What is Hadoop? Part three: The evolution of data
Continuing our series, “What is Hadoop?”, in this blog post we will look at why Hadoop is needed and why so many companies are beginning to adopt the technology as part of their on-going strategies.
It’s a question I’m often asked when talking about Hadoop to people outside of Digital Contact: “Why is it even needed?”
It’s a fair question. These days, computers are basically useless without the ability to store the data that is created on them – so why do companies need something that is, essentially, a framework for storing/retrieving data?
In the beginning
When you hear the words “data storage” you would no doubt immediately think of PC hard drives, or banks of servers holding massive amounts of information for a large corporation. But data storage is so much more than that.
What we are talking about is the storage of information in a way that it is freely available for a user to access and retrieve, with little difficulty, at a later time.
Storing information is fundamental in human society, and it has been around for a very long time. I dare say, longer than you think…
In theory, the idea of data storage can be dated back some 40,000 years; the time of the earliest known cave drawings. But, there is some dispute here. Cave drawings are generally seen by many as a method of communication for early humans – nothing more. Though, others have gone on to see drawings as a means of ‘storing’ data; as the technology to create paper or even stone tablets didn’t exist – stories told about hunts were ‘stored’ on cave walls – allowing free access to anyone to read the stories told by the paintings.
However, even if we were to ignore cave paintings as genuine means of storing information, one of the earliest known methods of information storage dates back some 20,000 years – to the Upper Palaeolithic era.
During this time, tally sticks – long ‘sticks’, originally made of bone, with notches carved into them - were known to have been used as an ancient memory aid device; used to record and document numbers, quantities and messages.
Tally sticks have been used throughout history and even when other methods of communication and storage have come about, such as parchment and paper, the tally stick still remained as viable way to store information. One of the last known uses of tally sticks as an official record-keeping method, is as recent as 1826 A.D. by the Exchequer.
And there is the obvious, more traditional example, of information being stored and retrieved: libraries. Dating back as far as 2500 B.C., libraries have been a place where an organised collection of sources of information is made accessible to communities for reference.
Enough of the (ancient) history lesson
The reason I mention these ancient methods for data storage is to emphasise just how long humans have been creating records of important information.
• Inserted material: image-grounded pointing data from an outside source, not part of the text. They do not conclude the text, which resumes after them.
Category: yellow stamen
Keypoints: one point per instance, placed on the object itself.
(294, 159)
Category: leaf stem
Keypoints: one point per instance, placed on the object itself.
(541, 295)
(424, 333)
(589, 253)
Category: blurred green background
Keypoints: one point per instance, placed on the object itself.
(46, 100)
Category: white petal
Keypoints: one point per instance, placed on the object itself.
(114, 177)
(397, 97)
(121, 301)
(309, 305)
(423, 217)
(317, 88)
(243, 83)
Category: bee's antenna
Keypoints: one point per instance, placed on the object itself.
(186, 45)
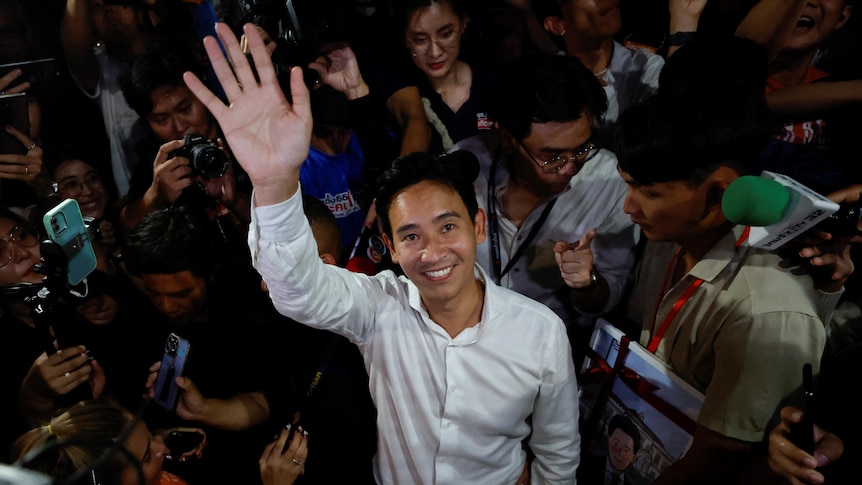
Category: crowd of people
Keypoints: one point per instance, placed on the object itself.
(387, 231)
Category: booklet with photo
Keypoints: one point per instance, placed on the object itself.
(631, 400)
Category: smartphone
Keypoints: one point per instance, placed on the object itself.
(173, 365)
(14, 112)
(182, 442)
(64, 225)
(36, 71)
(802, 433)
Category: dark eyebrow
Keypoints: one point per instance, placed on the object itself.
(445, 215)
(147, 452)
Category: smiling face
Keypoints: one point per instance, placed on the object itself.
(819, 19)
(177, 112)
(434, 240)
(546, 141)
(80, 181)
(438, 28)
(591, 19)
(23, 257)
(150, 452)
(620, 449)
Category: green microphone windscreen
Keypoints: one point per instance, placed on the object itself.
(755, 201)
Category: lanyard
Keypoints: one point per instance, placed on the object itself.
(681, 301)
(493, 225)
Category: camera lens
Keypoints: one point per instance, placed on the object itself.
(209, 161)
(172, 344)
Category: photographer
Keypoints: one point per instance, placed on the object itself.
(154, 88)
(44, 381)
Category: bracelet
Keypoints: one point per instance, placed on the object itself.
(680, 38)
(594, 281)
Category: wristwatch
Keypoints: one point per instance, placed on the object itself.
(594, 281)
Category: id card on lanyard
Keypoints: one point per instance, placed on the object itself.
(658, 333)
As technology progressed and human intellect expanded, more information has been gathered and stored; from the early cave drawings and tally sticks, to parchments, scrolls, books and now computers. And with each advancement, the volume created has jumped dramatically – which is where Hadoop steps in.
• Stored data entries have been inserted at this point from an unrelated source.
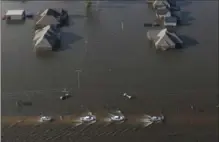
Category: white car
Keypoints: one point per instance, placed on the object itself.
(117, 118)
(45, 119)
(157, 119)
(126, 95)
(88, 118)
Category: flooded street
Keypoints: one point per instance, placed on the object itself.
(106, 53)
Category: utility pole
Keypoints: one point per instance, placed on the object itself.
(78, 72)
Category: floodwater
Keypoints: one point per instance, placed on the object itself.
(108, 44)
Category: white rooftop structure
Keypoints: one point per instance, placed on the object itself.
(163, 39)
(162, 13)
(161, 4)
(48, 17)
(15, 14)
(46, 38)
(170, 21)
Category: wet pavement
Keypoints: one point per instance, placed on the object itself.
(109, 45)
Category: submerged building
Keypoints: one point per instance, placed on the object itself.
(52, 17)
(160, 4)
(163, 39)
(47, 38)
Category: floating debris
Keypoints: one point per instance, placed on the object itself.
(148, 120)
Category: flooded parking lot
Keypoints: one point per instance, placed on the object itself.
(108, 44)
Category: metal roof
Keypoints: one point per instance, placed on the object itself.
(46, 37)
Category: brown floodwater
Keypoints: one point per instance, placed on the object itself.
(108, 44)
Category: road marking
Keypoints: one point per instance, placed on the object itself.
(122, 25)
(78, 72)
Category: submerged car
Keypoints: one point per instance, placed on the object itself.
(45, 119)
(157, 119)
(88, 118)
(64, 97)
(117, 118)
(126, 95)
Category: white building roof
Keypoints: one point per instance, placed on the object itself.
(45, 38)
(14, 12)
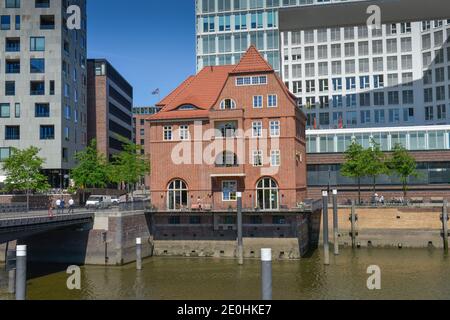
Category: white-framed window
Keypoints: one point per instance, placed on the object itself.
(272, 101)
(257, 102)
(168, 136)
(229, 190)
(275, 128)
(227, 104)
(258, 158)
(257, 129)
(184, 132)
(275, 158)
(251, 81)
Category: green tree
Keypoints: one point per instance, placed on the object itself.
(403, 165)
(130, 165)
(24, 172)
(374, 162)
(91, 170)
(354, 166)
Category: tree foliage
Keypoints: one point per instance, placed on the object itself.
(23, 171)
(354, 166)
(403, 165)
(130, 165)
(374, 162)
(92, 168)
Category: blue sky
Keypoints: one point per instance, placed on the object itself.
(151, 43)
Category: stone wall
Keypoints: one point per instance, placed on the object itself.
(391, 227)
(86, 244)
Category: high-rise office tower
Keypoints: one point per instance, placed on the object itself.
(43, 82)
(110, 103)
(344, 77)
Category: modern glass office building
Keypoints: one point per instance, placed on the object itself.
(430, 146)
(43, 82)
(344, 77)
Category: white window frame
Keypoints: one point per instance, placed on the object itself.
(168, 129)
(258, 153)
(184, 133)
(257, 127)
(277, 155)
(260, 98)
(275, 128)
(232, 191)
(222, 104)
(268, 101)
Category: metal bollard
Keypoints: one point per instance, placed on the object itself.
(445, 225)
(138, 254)
(353, 219)
(266, 274)
(335, 223)
(326, 244)
(240, 232)
(12, 281)
(21, 273)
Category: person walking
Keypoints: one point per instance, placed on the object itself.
(58, 206)
(50, 209)
(63, 206)
(71, 205)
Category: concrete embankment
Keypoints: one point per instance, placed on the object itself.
(111, 239)
(282, 248)
(405, 227)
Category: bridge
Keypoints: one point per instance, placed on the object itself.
(14, 226)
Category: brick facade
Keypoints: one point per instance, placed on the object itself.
(204, 181)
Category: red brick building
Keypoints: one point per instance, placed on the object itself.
(228, 130)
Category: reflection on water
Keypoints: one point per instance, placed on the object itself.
(406, 274)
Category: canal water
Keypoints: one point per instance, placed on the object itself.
(406, 274)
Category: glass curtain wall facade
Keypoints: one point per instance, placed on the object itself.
(414, 139)
(344, 77)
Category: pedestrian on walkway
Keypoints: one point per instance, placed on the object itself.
(50, 209)
(58, 206)
(63, 205)
(71, 205)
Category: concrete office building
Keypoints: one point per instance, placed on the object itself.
(140, 114)
(110, 101)
(429, 145)
(43, 83)
(345, 77)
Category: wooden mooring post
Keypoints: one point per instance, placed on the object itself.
(444, 219)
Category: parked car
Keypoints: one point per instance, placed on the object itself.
(99, 202)
(115, 200)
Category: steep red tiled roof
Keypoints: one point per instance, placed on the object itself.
(180, 115)
(175, 92)
(252, 61)
(203, 89)
(200, 91)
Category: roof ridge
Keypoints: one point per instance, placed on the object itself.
(176, 92)
(260, 64)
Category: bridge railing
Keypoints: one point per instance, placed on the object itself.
(12, 208)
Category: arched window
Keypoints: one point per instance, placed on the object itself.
(186, 107)
(267, 194)
(177, 195)
(227, 104)
(227, 159)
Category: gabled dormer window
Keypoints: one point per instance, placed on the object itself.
(251, 81)
(227, 104)
(187, 107)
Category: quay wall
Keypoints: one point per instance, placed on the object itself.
(109, 240)
(405, 227)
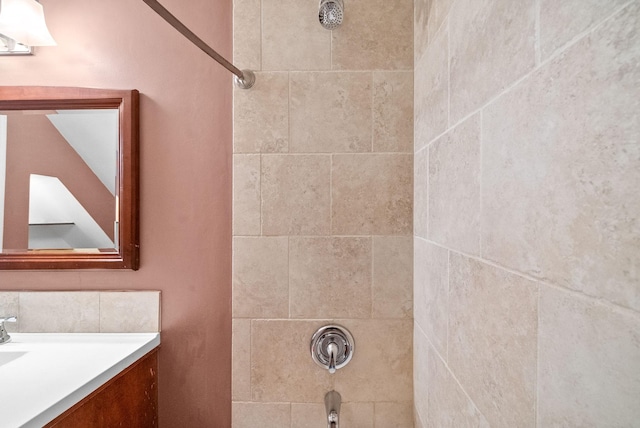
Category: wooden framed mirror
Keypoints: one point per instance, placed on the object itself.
(68, 178)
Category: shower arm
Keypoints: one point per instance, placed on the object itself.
(244, 79)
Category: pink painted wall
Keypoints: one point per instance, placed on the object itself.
(185, 127)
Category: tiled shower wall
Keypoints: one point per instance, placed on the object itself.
(527, 233)
(322, 224)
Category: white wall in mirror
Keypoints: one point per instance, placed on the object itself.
(93, 134)
(58, 220)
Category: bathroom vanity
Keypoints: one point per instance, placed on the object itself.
(79, 380)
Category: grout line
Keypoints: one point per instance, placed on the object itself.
(539, 281)
(371, 117)
(289, 274)
(536, 414)
(261, 34)
(453, 376)
(536, 41)
(331, 160)
(289, 91)
(448, 74)
(448, 300)
(481, 142)
(260, 214)
(426, 202)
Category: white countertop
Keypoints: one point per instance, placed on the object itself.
(44, 374)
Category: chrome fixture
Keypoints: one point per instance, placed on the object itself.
(332, 401)
(4, 336)
(332, 347)
(22, 26)
(244, 79)
(331, 13)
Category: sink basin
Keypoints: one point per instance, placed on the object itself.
(44, 374)
(7, 357)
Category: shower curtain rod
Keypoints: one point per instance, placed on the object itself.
(243, 78)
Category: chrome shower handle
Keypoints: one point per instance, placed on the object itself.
(4, 336)
(332, 347)
(332, 351)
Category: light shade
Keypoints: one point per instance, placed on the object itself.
(23, 21)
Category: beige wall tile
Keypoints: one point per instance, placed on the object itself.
(393, 111)
(296, 194)
(421, 352)
(449, 406)
(356, 415)
(561, 165)
(431, 292)
(246, 195)
(262, 415)
(281, 365)
(375, 34)
(561, 21)
(382, 363)
(308, 415)
(492, 45)
(331, 112)
(261, 115)
(394, 415)
(392, 292)
(493, 339)
(313, 415)
(431, 96)
(260, 277)
(247, 34)
(241, 360)
(10, 306)
(129, 311)
(589, 371)
(60, 312)
(424, 13)
(420, 193)
(454, 188)
(330, 277)
(371, 194)
(292, 37)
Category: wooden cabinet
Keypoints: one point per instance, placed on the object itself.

Simply put, Hadoop has become a necessity out of evolution.
It’s the evolution of computers, the way we work in our everyday lives and (most significantly) the way data creation has evolved.
As mentioned, data storage is essential for all modern computers, but the earliest known (analogue) computers, dating back as far as Ancient Greece, were only able to compute information, not store it directly; it was up to the user to make a note of any information generated by such devices.
In 1946 Alan Turing presented a paper on the Automatic Computing Engine (ACE), giving the first reasonably complete design of a stored-program computer. It wasn’t until 21 June, 1948 that the world’s first stored-program computer, nicknamed “baby”, ran its first program.
But you’d have to wait for the 1960s to come along to see ‘modern style’ computers – containing integrated circuit boards and central processing units (CPUs) – being manufactured. By the 1970s, people in academic or research and scientific institutions had regular access to single-person use computers (a system which just person could easily operate the computer alone) – however these systems were still too expensive for home or general office use.
If you go back 20-30 years, when computers use in offices became more prevalent, data was originally being generated and accumulated by the office employees/workers; inputting data into systems and databases. Companies would take that information stored on their systems and use that data to their own gain – there was little-to-no sharing of files and systems between individuals and corporations.
Things progressed with the dawn of the Internet and businesses soon found that they could easily share information around the world to their global offices, external companies and people. The data being generated by employees was spreading faster and farther than before.
The explosion of data generation
It’s after the start of 1980s that we see the truly devastating speed at which data generation has evolved. After the Internet was established as being a fantastic tool for businesses and individual users, there have been two key moments where data generation has effectively ‘exploded’:
As the Internet developed, ‘external users’ (everyday people) were able to easily generate data, and companies no longer relied solely on employees: this was the dawn if what is now known as Web 2.0.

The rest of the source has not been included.